13.06.2019
Today, we (very excitedly!) rolled-out our long-awaited margin trading platform! If you’re a professional trader, you’re probably very familiar with the concept of margin trading. If you’re not sure what it is, how to use it, and what its advantages are, however, this blog post is for you! It should, hopefully, give you a nice introduction to the concept and help you get started if you wish to. So, let’s hit it!
What is Margin Trading?
Essentially, trading on margin is trading on account using ‘leverage’ from a brokerage company or a crypto exchange. These funds are used to amplify your position and make bigger gains. However, it should be noted that losses can also be amplified by the same measure.
In order to start margin trading, you have to have a certain sum of money on your own account, as collateral. The leverage amount, i.e. the amount of ‘amplification’ you can get depends on the specific exchange. In Forex, it’s not unknown to have a leverage of up to 1:20 – which means, if trading with 100 EUR you’ll command a position size of 100 x 500, so 50,000 EUR.
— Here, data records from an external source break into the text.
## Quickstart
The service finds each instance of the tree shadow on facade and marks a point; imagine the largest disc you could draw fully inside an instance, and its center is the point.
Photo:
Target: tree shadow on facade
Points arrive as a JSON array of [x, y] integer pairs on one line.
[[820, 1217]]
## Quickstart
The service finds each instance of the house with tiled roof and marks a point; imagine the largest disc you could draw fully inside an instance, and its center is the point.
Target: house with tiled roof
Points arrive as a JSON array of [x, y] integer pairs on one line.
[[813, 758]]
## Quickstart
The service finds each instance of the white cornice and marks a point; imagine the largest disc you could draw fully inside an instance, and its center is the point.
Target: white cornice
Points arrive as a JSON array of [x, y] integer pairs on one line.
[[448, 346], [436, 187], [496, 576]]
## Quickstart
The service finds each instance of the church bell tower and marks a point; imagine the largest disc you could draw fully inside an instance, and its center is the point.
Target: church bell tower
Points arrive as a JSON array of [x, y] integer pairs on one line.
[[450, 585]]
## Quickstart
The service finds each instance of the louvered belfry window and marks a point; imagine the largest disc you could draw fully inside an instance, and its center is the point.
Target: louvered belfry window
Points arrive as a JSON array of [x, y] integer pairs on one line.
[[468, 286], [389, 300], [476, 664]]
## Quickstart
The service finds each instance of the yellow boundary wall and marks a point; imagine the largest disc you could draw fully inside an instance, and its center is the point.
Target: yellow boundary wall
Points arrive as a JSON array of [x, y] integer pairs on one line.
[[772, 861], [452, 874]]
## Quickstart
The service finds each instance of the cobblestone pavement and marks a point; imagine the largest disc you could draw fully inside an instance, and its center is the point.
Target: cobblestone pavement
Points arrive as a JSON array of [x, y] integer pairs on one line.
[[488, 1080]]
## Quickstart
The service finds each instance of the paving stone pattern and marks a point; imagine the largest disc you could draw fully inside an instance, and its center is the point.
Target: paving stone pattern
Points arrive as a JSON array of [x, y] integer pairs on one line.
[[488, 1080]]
In crypto, margin trading is a pretty new thing, and as ever, in bringing it to you CoinMetro is right on the cutting edge of the industry.
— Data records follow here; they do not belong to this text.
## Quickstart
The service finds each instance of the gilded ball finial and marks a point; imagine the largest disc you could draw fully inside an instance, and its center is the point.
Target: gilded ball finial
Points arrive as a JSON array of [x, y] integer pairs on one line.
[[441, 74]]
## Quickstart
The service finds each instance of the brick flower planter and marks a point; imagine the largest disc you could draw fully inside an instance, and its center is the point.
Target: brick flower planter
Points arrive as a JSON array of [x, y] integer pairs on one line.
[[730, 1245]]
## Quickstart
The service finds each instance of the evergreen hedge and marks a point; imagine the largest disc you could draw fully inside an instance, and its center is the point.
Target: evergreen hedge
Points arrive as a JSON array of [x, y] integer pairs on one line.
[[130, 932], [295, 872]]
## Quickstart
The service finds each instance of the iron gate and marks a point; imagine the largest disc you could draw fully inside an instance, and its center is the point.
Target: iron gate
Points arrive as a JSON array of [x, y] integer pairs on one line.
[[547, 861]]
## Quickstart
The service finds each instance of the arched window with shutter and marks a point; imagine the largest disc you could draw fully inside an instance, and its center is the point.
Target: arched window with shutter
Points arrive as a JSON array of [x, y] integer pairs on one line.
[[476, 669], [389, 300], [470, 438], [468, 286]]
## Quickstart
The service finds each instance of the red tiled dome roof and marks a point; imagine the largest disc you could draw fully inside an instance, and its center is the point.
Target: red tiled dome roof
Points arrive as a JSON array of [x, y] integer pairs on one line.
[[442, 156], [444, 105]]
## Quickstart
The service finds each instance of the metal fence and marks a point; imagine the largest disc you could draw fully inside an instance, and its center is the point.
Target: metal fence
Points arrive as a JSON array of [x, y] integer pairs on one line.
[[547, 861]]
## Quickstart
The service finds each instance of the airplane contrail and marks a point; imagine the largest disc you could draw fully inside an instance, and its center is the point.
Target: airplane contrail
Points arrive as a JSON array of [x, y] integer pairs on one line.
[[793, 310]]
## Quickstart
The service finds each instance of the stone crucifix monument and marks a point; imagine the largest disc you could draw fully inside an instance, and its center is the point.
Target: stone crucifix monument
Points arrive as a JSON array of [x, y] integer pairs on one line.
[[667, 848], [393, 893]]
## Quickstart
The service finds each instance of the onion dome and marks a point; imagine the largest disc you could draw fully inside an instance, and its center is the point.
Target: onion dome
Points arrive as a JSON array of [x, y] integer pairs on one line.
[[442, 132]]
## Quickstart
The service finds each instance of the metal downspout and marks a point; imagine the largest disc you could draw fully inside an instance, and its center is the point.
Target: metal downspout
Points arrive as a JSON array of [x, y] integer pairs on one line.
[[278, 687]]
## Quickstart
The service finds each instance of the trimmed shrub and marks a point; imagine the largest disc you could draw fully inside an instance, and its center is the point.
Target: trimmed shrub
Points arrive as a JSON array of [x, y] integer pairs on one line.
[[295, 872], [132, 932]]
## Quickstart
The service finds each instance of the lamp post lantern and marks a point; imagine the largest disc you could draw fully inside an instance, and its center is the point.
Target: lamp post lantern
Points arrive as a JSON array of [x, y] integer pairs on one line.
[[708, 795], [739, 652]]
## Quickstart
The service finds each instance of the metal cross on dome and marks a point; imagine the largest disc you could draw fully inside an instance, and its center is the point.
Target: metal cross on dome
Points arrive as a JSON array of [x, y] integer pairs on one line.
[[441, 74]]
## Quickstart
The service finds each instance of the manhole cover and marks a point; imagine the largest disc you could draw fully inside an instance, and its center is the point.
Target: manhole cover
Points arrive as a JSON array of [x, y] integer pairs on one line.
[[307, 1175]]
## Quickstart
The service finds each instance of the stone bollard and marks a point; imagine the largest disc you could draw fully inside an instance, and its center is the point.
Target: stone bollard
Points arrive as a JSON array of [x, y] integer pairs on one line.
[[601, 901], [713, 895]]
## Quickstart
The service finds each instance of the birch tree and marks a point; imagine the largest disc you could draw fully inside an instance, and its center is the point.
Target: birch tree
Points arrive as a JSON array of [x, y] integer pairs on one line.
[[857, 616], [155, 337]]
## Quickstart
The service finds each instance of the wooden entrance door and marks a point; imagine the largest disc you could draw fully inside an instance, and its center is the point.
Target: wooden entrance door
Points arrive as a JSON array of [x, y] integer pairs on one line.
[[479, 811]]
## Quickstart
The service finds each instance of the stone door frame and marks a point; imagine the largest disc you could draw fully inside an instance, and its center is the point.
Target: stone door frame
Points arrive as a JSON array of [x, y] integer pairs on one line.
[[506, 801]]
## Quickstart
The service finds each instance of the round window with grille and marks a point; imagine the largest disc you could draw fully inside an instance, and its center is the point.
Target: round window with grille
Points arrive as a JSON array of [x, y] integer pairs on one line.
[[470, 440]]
At launch, we’re offering 1:3, which means that if you want to make a trade with your 100 EUR deposit using margin trading, you can command a position size of up to 300 EUR. The rest will be posted by the exchange which charges a fee for it – in our case, we’ll charge a 30% annual fee, which is calculated every second – which means only pay for the amount of time you take the posted margin.
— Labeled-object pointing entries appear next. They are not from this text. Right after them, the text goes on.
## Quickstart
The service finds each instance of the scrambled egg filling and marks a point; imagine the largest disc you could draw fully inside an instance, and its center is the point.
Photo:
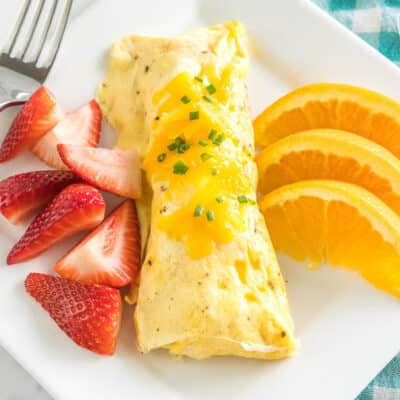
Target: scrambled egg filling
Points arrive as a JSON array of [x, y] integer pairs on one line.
[[199, 162], [210, 283]]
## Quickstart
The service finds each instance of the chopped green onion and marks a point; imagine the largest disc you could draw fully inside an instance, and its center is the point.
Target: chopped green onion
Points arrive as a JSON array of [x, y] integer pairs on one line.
[[242, 198], [179, 140], [172, 146], [194, 115], [198, 210], [211, 89], [205, 156], [180, 168], [161, 157], [212, 134], [210, 215], [185, 100], [183, 147], [203, 143], [219, 139]]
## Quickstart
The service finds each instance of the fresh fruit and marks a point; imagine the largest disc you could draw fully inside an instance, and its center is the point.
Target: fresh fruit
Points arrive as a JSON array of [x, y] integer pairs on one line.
[[116, 171], [23, 194], [323, 220], [89, 314], [331, 105], [77, 208], [109, 255], [38, 115], [80, 127], [331, 154]]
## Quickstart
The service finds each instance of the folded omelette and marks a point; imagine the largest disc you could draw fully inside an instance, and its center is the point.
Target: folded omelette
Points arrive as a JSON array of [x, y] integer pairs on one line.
[[210, 283]]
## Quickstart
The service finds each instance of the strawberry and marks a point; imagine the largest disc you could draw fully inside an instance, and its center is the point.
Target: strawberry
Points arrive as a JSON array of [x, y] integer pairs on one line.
[[38, 115], [77, 208], [21, 195], [89, 314], [80, 127], [115, 171], [109, 255]]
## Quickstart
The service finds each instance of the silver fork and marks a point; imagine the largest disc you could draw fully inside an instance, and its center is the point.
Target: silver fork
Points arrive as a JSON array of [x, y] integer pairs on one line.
[[20, 77]]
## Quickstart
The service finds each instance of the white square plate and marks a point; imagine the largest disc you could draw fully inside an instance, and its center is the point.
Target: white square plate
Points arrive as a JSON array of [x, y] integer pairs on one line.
[[348, 329]]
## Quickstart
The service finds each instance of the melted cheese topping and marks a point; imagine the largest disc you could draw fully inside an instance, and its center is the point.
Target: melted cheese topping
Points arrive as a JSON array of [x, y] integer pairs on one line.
[[211, 196], [208, 286]]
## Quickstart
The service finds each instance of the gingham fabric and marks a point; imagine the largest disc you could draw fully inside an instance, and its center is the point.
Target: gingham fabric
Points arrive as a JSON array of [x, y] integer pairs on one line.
[[375, 21], [378, 23]]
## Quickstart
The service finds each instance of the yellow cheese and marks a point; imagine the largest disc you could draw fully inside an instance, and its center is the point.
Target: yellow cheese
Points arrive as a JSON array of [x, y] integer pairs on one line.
[[210, 283]]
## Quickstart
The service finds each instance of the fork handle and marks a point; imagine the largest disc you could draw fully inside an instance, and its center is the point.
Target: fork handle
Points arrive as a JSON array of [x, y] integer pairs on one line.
[[11, 97]]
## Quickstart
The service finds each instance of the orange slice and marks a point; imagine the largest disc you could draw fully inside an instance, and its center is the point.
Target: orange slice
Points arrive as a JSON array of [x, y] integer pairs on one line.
[[323, 220], [331, 154], [331, 105]]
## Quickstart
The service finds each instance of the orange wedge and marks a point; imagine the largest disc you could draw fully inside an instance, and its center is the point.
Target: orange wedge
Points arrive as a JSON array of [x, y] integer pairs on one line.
[[331, 105], [331, 154], [323, 220]]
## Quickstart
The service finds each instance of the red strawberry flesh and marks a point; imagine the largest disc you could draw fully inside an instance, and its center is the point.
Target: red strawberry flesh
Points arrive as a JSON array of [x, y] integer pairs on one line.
[[77, 208], [81, 127], [23, 194], [89, 314], [38, 115], [110, 254], [112, 170]]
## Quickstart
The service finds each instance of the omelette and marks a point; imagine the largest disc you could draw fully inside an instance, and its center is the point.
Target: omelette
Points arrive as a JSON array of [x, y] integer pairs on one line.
[[210, 282]]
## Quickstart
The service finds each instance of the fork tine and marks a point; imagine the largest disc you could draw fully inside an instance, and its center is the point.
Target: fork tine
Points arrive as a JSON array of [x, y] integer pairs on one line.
[[60, 33], [17, 28], [45, 32], [33, 26]]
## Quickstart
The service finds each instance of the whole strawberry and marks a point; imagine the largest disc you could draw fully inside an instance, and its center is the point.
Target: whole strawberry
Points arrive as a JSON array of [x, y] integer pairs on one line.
[[89, 314]]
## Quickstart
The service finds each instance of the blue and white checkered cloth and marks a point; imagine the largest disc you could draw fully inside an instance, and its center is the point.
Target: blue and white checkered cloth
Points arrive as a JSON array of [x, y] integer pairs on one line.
[[378, 23]]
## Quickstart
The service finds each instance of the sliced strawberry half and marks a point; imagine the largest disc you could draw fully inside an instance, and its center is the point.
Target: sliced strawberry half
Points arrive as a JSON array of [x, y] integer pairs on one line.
[[112, 170], [23, 194], [109, 255], [38, 115], [89, 314], [81, 127], [77, 208]]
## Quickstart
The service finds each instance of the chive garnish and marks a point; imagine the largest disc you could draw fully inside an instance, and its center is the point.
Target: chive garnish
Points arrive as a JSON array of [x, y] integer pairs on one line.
[[203, 143], [212, 134], [183, 147], [219, 139], [194, 115], [205, 156], [198, 210], [179, 140], [210, 215], [161, 157], [211, 89], [180, 168], [242, 198]]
Advantages Of Margin Trading
- Margin trading allows traders to use bigger sums for trading. If for some reason a trader doesn’t have necessary sum on his account and he thinks it’s the perfect time to trade here and now, they can use margin trading to amplify their position size.
- With margin trading, it’s possible to boost profits by making more money in a shorter period of time. However, margin trading is a complex thing and only traders with sufficient experience and knowledge should use it. Beginners may easily slip into losses.
What To Remember When Trading With Margin
- The biggest risk of margin trading is to lose the capital as a result of a bad trading strategy. It’s important to keep in mind that the bigger is the leverage, the higher the profit can be, but also the higher the potential loss.
- It’s essential to consider the high volatility of the crypto market, which acts as an additional risk layer. If you’re taking your first steps into margin trading, examine the current market situation and trade accordingly.
- Novices are encouraged to start trading on margin with a leverage of no more than 2:1; and it’s recommended not to use all funds in a single trade.
We’ve Got You Covered
As a responsible exchange, we want to encourage and support you. If your account goes into the negative, we won’t chase you for that money, we take this on ourselves. So, in short – with CoinMetro you will never lose more money than you deposit. We’re nice like that.
Margin trading is a great facility that can work wonders if used reasonably. Take a closer look on the CoinMetro platform, try to feel where the market is going, and give it a shot if you feel confident.